Last is the shape of the aggregate function itself. Most "built-ins" like SUM, AVG, STDEV etc are linear to total inputs, but there are "aggregate" functions (defined loosely as algorithms digesting a series to a scalar) that have higher computational complexity. Regression analyses tend to be N^2 or worse, and certain specialized scalar calculations can be higher-order polynomial or NP-time.

I put aggregate function complexity last because you typically have less control over the calculation you need than the inputs into it, however a common optimization involves reducing the problem from a complete calculation to an incremental one. Calculating the sum of a million random data points is a million addition operations, and there really isn't any way around that. However, calculating the sum of a million data points, given the sum of 999,999 of them and the millionth value, is basically constant-time.

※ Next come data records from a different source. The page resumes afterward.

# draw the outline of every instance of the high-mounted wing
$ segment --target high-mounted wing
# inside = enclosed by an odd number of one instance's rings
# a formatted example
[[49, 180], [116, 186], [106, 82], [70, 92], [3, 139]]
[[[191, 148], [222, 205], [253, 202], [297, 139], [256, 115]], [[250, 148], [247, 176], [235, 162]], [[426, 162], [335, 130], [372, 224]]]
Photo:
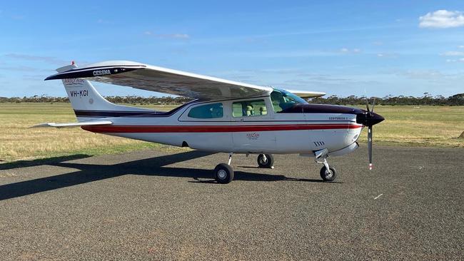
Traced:
[[45, 80], [75, 78], [203, 100], [266, 96], [273, 90], [271, 87], [128, 61], [110, 61], [91, 64], [56, 73]]
[[301, 98], [315, 98], [321, 97], [326, 95], [326, 93], [320, 91], [295, 91], [295, 90], [286, 90], [289, 93], [292, 93], [297, 96]]
[[96, 125], [111, 125], [113, 123], [110, 121], [81, 121], [79, 123], [41, 123], [39, 125], [35, 125], [31, 128], [47, 128], [47, 127], [54, 127], [54, 128], [73, 128], [73, 127], [82, 127], [82, 126], [92, 126]]

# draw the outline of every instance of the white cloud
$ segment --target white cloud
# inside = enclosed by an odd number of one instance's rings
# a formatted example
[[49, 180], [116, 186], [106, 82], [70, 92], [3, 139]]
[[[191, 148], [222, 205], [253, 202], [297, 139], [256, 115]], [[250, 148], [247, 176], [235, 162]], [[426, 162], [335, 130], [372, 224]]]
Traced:
[[464, 26], [464, 14], [459, 11], [438, 10], [419, 17], [421, 28], [451, 28]]
[[443, 56], [464, 56], [464, 51], [450, 51], [441, 53]]
[[187, 34], [155, 34], [151, 31], [146, 31], [143, 32], [146, 36], [153, 36], [161, 39], [188, 39], [190, 36]]
[[190, 38], [190, 36], [187, 34], [158, 34], [157, 36], [159, 38], [171, 38], [177, 39], [188, 39]]
[[40, 56], [23, 54], [23, 53], [7, 53], [5, 54], [4, 56], [14, 58], [14, 59], [43, 61], [47, 63], [55, 64], [55, 65], [63, 65], [69, 63], [66, 61], [61, 60], [51, 56]]
[[456, 63], [456, 62], [460, 62], [460, 63], [464, 63], [464, 58], [460, 58], [458, 59], [446, 59], [447, 63]]
[[343, 48], [340, 49], [340, 52], [343, 53], [359, 53], [361, 52], [361, 49], [358, 48], [353, 48], [353, 49], [349, 49], [349, 48], [348, 48], [346, 47], [343, 47]]

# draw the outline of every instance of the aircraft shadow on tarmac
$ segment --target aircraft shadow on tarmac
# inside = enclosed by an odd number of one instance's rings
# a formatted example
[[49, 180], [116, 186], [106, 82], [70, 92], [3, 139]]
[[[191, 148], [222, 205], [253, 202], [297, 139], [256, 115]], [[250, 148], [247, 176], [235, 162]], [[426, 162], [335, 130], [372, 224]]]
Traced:
[[[205, 157], [213, 153], [193, 150], [110, 165], [66, 163], [63, 162], [63, 160], [55, 160], [54, 162], [51, 162], [51, 160], [44, 161], [45, 163], [44, 164], [64, 168], [72, 168], [79, 170], [51, 177], [1, 185], [0, 185], [0, 200], [53, 190], [61, 188], [104, 180], [106, 178], [118, 177], [128, 174], [191, 178], [193, 179], [193, 180], [189, 181], [191, 183], [216, 183], [213, 180], [213, 172], [210, 170], [164, 167], [167, 165]], [[82, 158], [86, 157], [85, 155], [76, 155], [76, 157], [64, 157], [63, 158], [59, 158], [59, 160], [63, 159], [64, 160], [70, 160]], [[36, 164], [26, 164], [26, 165], [36, 165]], [[18, 168], [24, 166], [19, 166]], [[251, 173], [242, 171], [234, 171], [234, 173], [235, 180], [323, 182], [321, 180], [287, 178], [283, 175]], [[200, 180], [203, 178], [208, 180]], [[335, 183], [330, 183], [330, 184]]]

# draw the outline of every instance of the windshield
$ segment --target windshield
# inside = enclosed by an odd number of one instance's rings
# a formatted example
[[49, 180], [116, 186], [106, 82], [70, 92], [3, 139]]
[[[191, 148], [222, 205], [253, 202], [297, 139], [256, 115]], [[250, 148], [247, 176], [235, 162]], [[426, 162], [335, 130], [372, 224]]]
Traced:
[[274, 112], [278, 113], [297, 103], [308, 103], [306, 101], [284, 90], [274, 89], [271, 93], [271, 101]]

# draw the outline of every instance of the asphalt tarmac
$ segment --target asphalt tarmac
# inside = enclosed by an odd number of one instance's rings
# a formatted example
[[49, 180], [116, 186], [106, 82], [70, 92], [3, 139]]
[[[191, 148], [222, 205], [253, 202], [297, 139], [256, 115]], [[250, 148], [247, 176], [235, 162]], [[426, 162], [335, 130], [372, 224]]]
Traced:
[[320, 164], [141, 150], [0, 165], [0, 260], [463, 260], [464, 149], [365, 147]]

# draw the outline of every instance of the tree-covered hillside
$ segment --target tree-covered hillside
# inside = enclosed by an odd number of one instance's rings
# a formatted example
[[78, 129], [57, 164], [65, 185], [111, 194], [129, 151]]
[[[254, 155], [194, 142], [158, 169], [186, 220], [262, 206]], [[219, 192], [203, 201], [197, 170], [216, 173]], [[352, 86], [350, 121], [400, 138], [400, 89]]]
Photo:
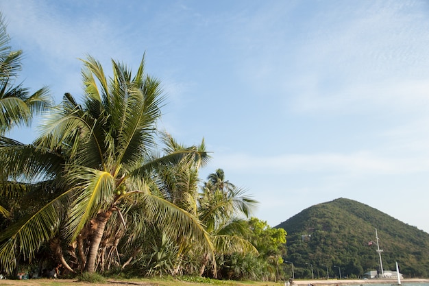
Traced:
[[288, 233], [285, 260], [297, 278], [311, 277], [312, 267], [315, 278], [379, 270], [376, 228], [384, 270], [395, 270], [397, 261], [406, 277], [429, 275], [429, 234], [352, 200], [312, 206], [276, 227]]

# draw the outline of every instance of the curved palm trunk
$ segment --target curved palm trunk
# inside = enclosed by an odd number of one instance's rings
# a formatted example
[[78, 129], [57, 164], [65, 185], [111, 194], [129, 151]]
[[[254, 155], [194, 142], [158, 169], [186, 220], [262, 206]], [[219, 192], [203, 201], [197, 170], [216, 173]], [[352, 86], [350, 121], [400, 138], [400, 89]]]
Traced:
[[86, 257], [86, 264], [85, 265], [85, 272], [93, 273], [95, 272], [95, 263], [97, 262], [97, 254], [98, 249], [103, 238], [106, 224], [112, 215], [112, 210], [109, 210], [105, 213], [99, 213], [95, 219], [95, 230], [93, 233], [93, 239], [89, 246], [88, 256]]

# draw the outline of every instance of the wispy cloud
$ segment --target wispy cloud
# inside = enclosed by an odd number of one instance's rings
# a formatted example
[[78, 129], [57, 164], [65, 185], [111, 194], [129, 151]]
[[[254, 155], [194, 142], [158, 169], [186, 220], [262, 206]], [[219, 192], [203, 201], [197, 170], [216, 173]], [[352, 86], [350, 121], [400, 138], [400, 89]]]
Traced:
[[409, 174], [429, 171], [429, 158], [381, 158], [369, 152], [315, 154], [217, 154], [215, 162], [236, 173], [335, 173], [365, 174]]

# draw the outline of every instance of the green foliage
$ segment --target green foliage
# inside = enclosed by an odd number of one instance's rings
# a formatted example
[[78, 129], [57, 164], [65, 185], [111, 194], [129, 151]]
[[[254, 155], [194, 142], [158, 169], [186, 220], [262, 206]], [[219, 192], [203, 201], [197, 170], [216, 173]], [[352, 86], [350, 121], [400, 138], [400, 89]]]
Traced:
[[90, 283], [104, 283], [106, 278], [98, 273], [84, 272], [77, 276], [79, 282], [88, 282]]
[[[276, 226], [288, 231], [287, 256], [295, 267], [295, 277], [358, 277], [379, 269], [375, 229], [384, 270], [394, 270], [398, 261], [406, 277], [429, 275], [429, 235], [373, 208], [340, 198], [317, 204]], [[334, 267], [333, 265], [338, 266]]]

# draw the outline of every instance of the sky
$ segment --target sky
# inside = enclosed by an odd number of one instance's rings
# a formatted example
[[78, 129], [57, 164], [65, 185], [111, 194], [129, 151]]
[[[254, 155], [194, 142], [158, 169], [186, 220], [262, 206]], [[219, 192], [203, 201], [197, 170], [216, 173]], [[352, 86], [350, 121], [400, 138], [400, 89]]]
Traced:
[[[83, 94], [91, 55], [147, 72], [158, 126], [204, 138], [218, 168], [275, 226], [354, 200], [429, 233], [429, 2], [0, 0], [20, 81], [56, 103]], [[10, 136], [29, 143], [30, 130]]]

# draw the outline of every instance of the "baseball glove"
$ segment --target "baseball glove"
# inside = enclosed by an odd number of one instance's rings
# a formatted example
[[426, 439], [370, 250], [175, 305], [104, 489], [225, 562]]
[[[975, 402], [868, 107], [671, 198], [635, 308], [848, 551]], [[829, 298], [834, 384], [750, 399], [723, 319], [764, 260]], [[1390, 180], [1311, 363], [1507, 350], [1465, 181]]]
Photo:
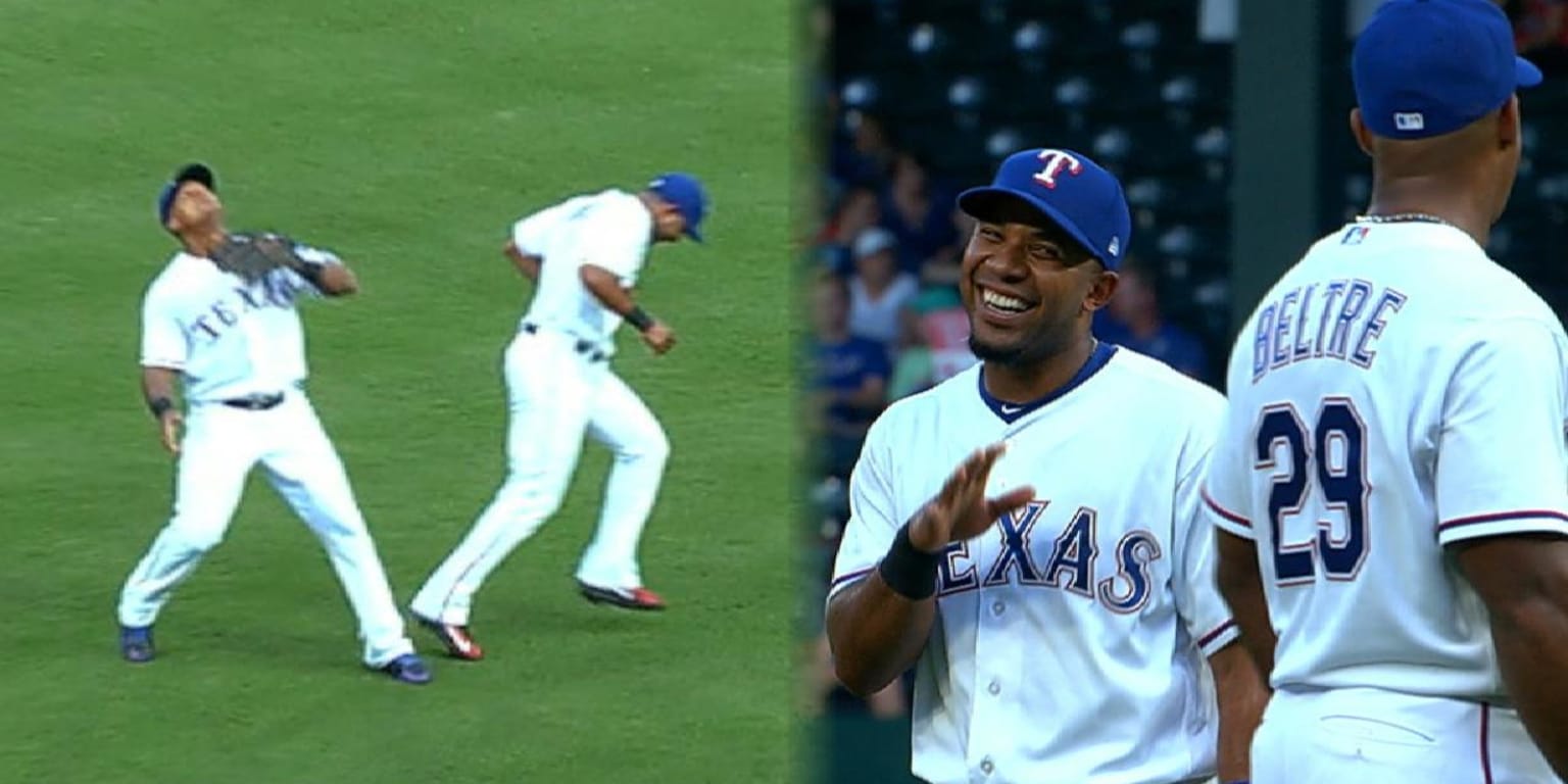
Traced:
[[234, 273], [252, 284], [278, 268], [303, 270], [309, 262], [299, 257], [296, 243], [271, 232], [230, 234], [212, 252], [220, 270]]

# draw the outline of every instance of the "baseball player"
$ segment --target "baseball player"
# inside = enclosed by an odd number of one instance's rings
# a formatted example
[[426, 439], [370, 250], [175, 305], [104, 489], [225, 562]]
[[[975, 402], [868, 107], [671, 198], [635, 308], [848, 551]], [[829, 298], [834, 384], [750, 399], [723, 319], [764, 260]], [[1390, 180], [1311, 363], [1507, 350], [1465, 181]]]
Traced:
[[[220, 251], [234, 235], [224, 229], [213, 172], [199, 163], [163, 187], [157, 210], [182, 248], [143, 299], [141, 384], [179, 469], [174, 514], [121, 591], [121, 654], [136, 663], [154, 659], [158, 612], [223, 539], [259, 463], [326, 547], [359, 618], [364, 663], [405, 684], [428, 682], [343, 464], [304, 392], [295, 304], [354, 293], [353, 271], [336, 254], [303, 245], [285, 267], [245, 270], [251, 276], [226, 268], [229, 256]], [[188, 414], [174, 401], [176, 381]]]
[[1253, 782], [1557, 781], [1568, 339], [1483, 249], [1541, 72], [1486, 0], [1383, 5], [1352, 71], [1370, 204], [1243, 325], [1204, 483]]
[[478, 660], [469, 630], [474, 594], [502, 560], [561, 505], [583, 434], [612, 452], [597, 533], [577, 568], [582, 594], [633, 610], [660, 610], [643, 586], [637, 544], [654, 508], [670, 442], [635, 392], [610, 368], [622, 321], [663, 354], [674, 332], [632, 299], [652, 243], [701, 241], [707, 196], [690, 174], [646, 188], [579, 194], [513, 224], [505, 254], [536, 281], [528, 312], [505, 353], [511, 423], [508, 475], [467, 536], [436, 568], [412, 615], [456, 659]]
[[1265, 691], [1198, 494], [1223, 398], [1090, 336], [1121, 185], [1029, 149], [958, 205], [980, 364], [872, 425], [828, 599], [839, 679], [869, 695], [916, 666], [930, 782], [1242, 779]]

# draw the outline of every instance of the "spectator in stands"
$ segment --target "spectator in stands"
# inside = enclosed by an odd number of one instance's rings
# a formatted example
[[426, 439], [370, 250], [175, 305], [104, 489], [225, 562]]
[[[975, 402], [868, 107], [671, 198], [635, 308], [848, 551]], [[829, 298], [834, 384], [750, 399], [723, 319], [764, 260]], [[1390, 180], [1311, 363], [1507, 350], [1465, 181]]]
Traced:
[[855, 238], [855, 274], [850, 278], [850, 334], [898, 348], [898, 310], [919, 290], [919, 281], [898, 270], [898, 241], [892, 232], [866, 229]]
[[1502, 0], [1513, 22], [1513, 44], [1546, 72], [1568, 64], [1568, 0]]
[[958, 289], [928, 285], [903, 309], [906, 340], [892, 367], [887, 400], [924, 392], [977, 362]]
[[812, 301], [817, 361], [817, 431], [823, 472], [848, 480], [866, 431], [887, 405], [887, 350], [850, 334], [848, 285], [820, 274]]
[[851, 110], [844, 113], [844, 124], [833, 135], [829, 155], [831, 177], [844, 187], [856, 187], [886, 182], [897, 154], [881, 118]]
[[878, 221], [881, 221], [881, 207], [877, 202], [875, 190], [856, 187], [845, 191], [837, 209], [828, 218], [828, 224], [817, 234], [822, 267], [834, 274], [853, 274], [855, 238], [866, 229], [875, 227]]
[[1152, 356], [1200, 381], [1209, 381], [1209, 358], [1203, 343], [1167, 323], [1160, 314], [1154, 271], [1127, 256], [1120, 273], [1121, 284], [1110, 304], [1098, 314], [1094, 334], [1109, 343]]
[[958, 238], [952, 205], [952, 194], [933, 187], [917, 157], [898, 154], [883, 193], [883, 227], [898, 240], [900, 270], [919, 274], [928, 259], [952, 249]]

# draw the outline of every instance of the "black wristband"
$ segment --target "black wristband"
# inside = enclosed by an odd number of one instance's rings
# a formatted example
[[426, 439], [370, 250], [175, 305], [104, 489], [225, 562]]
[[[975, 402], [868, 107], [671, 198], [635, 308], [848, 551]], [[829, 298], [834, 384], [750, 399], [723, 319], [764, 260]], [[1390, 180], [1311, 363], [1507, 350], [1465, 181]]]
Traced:
[[887, 555], [883, 555], [881, 563], [877, 564], [877, 574], [887, 583], [887, 588], [892, 588], [892, 593], [919, 602], [936, 596], [936, 564], [941, 561], [942, 554], [916, 549], [914, 543], [909, 541], [909, 524], [906, 522], [894, 535]]
[[152, 411], [152, 419], [163, 419], [163, 414], [166, 414], [171, 408], [174, 408], [174, 401], [166, 397], [155, 397], [147, 401], [147, 409]]
[[648, 315], [641, 306], [632, 306], [632, 312], [626, 314], [626, 323], [635, 326], [638, 332], [646, 332], [649, 326], [654, 326], [654, 317]]

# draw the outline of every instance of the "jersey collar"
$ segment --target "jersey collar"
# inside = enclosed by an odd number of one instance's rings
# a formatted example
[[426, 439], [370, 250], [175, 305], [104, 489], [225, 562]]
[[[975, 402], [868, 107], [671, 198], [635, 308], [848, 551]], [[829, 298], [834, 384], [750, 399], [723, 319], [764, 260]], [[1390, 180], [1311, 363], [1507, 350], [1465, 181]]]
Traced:
[[997, 416], [997, 419], [1011, 425], [1013, 422], [1024, 419], [1024, 416], [1040, 411], [1047, 403], [1080, 387], [1094, 373], [1099, 373], [1099, 370], [1110, 362], [1110, 358], [1115, 356], [1115, 353], [1116, 353], [1115, 345], [1101, 340], [1099, 345], [1094, 347], [1094, 353], [1088, 356], [1088, 362], [1083, 362], [1083, 367], [1080, 367], [1079, 372], [1074, 373], [1066, 384], [1062, 384], [1049, 395], [1029, 403], [1008, 403], [1005, 400], [991, 397], [991, 394], [985, 390], [985, 365], [982, 365], [980, 372], [975, 373], [975, 378], [978, 379], [977, 386], [980, 389], [980, 400], [985, 401], [986, 408], [989, 408], [991, 412]]

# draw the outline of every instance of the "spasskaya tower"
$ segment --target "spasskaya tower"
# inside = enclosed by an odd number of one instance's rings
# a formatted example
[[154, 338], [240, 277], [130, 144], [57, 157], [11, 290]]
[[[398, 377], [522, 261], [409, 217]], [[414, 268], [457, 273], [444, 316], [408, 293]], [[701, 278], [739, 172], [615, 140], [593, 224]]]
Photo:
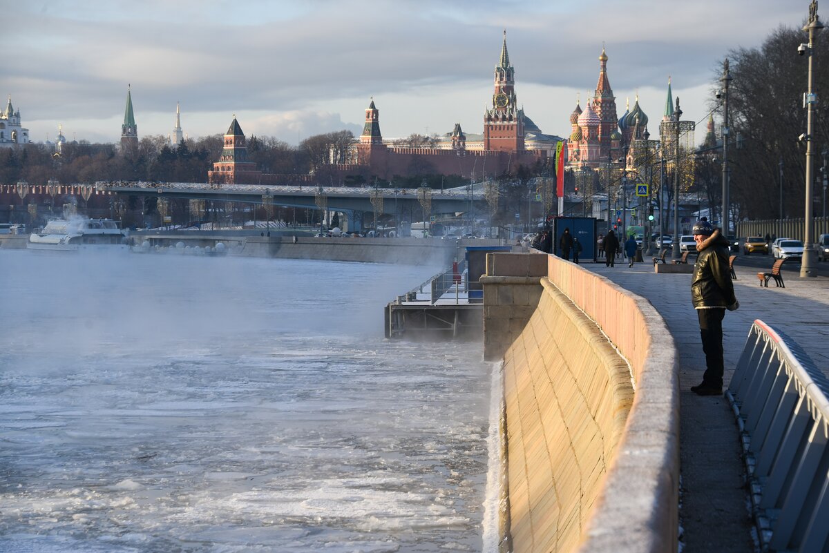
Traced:
[[524, 113], [518, 109], [515, 93], [515, 69], [507, 52], [507, 31], [501, 60], [495, 67], [492, 108], [483, 116], [483, 149], [497, 151], [524, 151]]

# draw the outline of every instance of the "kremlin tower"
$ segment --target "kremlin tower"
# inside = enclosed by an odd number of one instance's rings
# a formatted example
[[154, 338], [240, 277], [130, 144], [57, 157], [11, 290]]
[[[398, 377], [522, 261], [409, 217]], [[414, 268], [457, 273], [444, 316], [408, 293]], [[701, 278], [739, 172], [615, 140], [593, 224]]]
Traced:
[[524, 113], [517, 106], [515, 69], [507, 52], [507, 31], [501, 46], [501, 60], [495, 66], [492, 108], [483, 115], [483, 149], [524, 151]]

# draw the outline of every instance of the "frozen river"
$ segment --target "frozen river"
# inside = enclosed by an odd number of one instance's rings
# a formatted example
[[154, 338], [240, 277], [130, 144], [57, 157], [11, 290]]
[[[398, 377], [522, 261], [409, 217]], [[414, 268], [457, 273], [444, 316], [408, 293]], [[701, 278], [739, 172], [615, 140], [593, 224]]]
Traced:
[[478, 551], [492, 367], [439, 267], [0, 252], [0, 551]]

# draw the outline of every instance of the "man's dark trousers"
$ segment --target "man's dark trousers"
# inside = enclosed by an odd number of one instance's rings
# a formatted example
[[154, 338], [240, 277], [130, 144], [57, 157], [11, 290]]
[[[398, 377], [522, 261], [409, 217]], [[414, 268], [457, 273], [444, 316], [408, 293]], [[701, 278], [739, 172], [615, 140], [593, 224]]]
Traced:
[[705, 373], [702, 382], [710, 387], [723, 386], [723, 318], [725, 309], [698, 309], [702, 351], [705, 353]]

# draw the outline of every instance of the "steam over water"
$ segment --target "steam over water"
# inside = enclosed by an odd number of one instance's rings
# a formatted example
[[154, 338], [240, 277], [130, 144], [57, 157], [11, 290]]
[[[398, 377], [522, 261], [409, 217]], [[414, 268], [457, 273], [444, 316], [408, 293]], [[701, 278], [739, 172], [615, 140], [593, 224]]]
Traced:
[[0, 252], [0, 551], [478, 551], [492, 368], [439, 267]]

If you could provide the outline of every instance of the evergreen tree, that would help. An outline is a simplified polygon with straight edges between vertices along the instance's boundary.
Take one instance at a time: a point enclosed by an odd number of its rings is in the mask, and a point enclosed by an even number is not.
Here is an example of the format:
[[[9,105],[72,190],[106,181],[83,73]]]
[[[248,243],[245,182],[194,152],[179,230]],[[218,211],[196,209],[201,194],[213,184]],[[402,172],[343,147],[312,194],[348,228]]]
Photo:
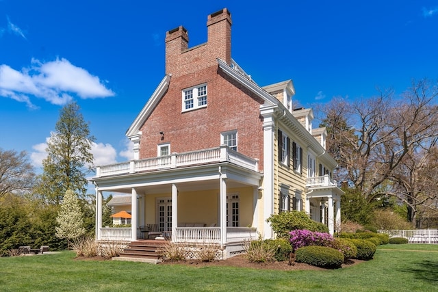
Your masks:
[[[61,210],[57,213],[55,227],[56,236],[68,240],[74,239],[86,233],[83,227],[83,213],[77,196],[71,189],[66,191],[61,204]]]
[[[84,198],[94,137],[75,103],[61,109],[55,129],[47,142],[47,157],[42,161],[43,173],[36,192],[49,202],[60,204],[69,189]]]

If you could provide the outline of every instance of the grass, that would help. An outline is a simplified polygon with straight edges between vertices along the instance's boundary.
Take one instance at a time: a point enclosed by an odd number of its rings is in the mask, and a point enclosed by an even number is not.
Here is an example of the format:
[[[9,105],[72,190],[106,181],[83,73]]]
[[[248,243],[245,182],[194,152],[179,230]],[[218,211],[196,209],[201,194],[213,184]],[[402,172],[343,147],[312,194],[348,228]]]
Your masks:
[[[120,261],[75,254],[0,258],[2,291],[424,291],[438,287],[438,245],[387,245],[374,259],[324,271],[271,271]]]

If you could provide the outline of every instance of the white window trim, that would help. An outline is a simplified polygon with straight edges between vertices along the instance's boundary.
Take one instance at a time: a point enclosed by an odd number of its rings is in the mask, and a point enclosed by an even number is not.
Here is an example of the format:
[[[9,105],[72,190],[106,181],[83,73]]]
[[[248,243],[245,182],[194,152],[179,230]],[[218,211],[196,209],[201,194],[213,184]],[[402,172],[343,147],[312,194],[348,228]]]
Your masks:
[[[238,146],[238,141],[239,140],[237,139],[237,130],[233,130],[233,131],[227,131],[227,132],[222,132],[220,133],[220,145],[225,145],[225,137],[229,135],[232,135],[232,134],[235,134],[235,150],[237,151],[237,149],[239,149],[237,148]],[[228,145],[227,145],[228,146]],[[230,147],[230,148],[232,148],[232,147]]]
[[[170,143],[165,143],[165,144],[158,144],[157,146],[157,156],[159,157],[161,157],[162,155],[162,148],[164,148],[164,147],[168,147],[169,149],[169,154],[168,155],[170,155]]]
[[[198,96],[198,90],[200,88],[205,86],[205,98],[207,98],[206,103],[205,105],[199,105],[199,100]],[[188,90],[192,90],[192,99],[193,99],[193,107],[190,107],[189,109],[185,108],[185,92]],[[208,88],[207,86],[207,83],[199,84],[196,86],[193,86],[188,88],[185,88],[181,92],[181,109],[182,112],[184,111],[190,111],[194,109],[201,109],[203,107],[207,107],[207,105],[208,104]]]
[[[289,160],[289,155],[290,153],[288,152],[288,150],[290,149],[289,145],[287,144],[288,136],[287,134],[283,132],[283,135],[281,136],[281,163],[285,165],[287,165],[287,161]],[[289,140],[290,141],[290,140]]]

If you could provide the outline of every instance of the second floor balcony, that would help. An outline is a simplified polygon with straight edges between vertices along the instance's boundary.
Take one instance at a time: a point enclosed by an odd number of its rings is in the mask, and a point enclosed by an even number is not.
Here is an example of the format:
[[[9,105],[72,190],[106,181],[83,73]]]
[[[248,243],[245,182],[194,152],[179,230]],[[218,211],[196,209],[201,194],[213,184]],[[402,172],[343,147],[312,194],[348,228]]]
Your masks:
[[[131,160],[120,163],[97,166],[96,177],[133,174],[185,166],[193,166],[218,162],[231,162],[243,168],[259,171],[259,160],[248,157],[222,145],[203,149],[144,159]]]
[[[337,183],[326,174],[306,178],[306,187],[337,187]]]

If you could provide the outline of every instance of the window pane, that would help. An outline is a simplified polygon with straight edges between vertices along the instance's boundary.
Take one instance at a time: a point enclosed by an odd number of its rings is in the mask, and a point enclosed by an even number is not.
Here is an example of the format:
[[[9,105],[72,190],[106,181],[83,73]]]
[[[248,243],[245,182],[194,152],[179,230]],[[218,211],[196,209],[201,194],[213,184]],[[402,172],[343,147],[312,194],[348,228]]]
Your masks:
[[[224,144],[230,148],[237,150],[237,133],[231,133],[224,136]]]
[[[185,105],[185,109],[193,107],[193,90],[184,92],[184,104]]]
[[[169,146],[165,146],[159,148],[159,155],[166,156],[169,155]]]
[[[207,105],[207,85],[198,88],[198,105]]]

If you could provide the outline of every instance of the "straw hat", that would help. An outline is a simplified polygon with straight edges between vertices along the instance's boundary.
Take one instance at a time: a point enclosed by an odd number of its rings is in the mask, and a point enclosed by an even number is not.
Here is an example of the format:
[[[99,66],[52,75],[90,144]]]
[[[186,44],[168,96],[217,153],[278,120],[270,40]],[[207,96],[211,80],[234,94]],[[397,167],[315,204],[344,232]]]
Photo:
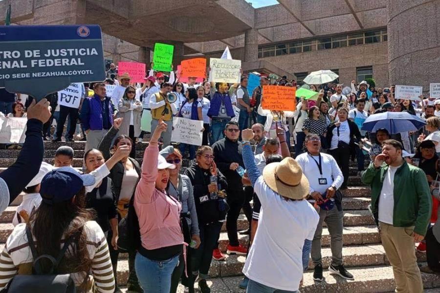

This is how that aggregate column is going to help you, if it is really needed. A trigger on an insert or update of a child record, to set the sum field of the parent record(s) to (currentSum - deleted.ValueToSum + inserted.ValueToSum), makes maintaining these sums dramatically less complex than calculating the value from scratch. This improves query speed of the aggregate value without sacrificing insert speed (which is impacted by both triggers and indexes).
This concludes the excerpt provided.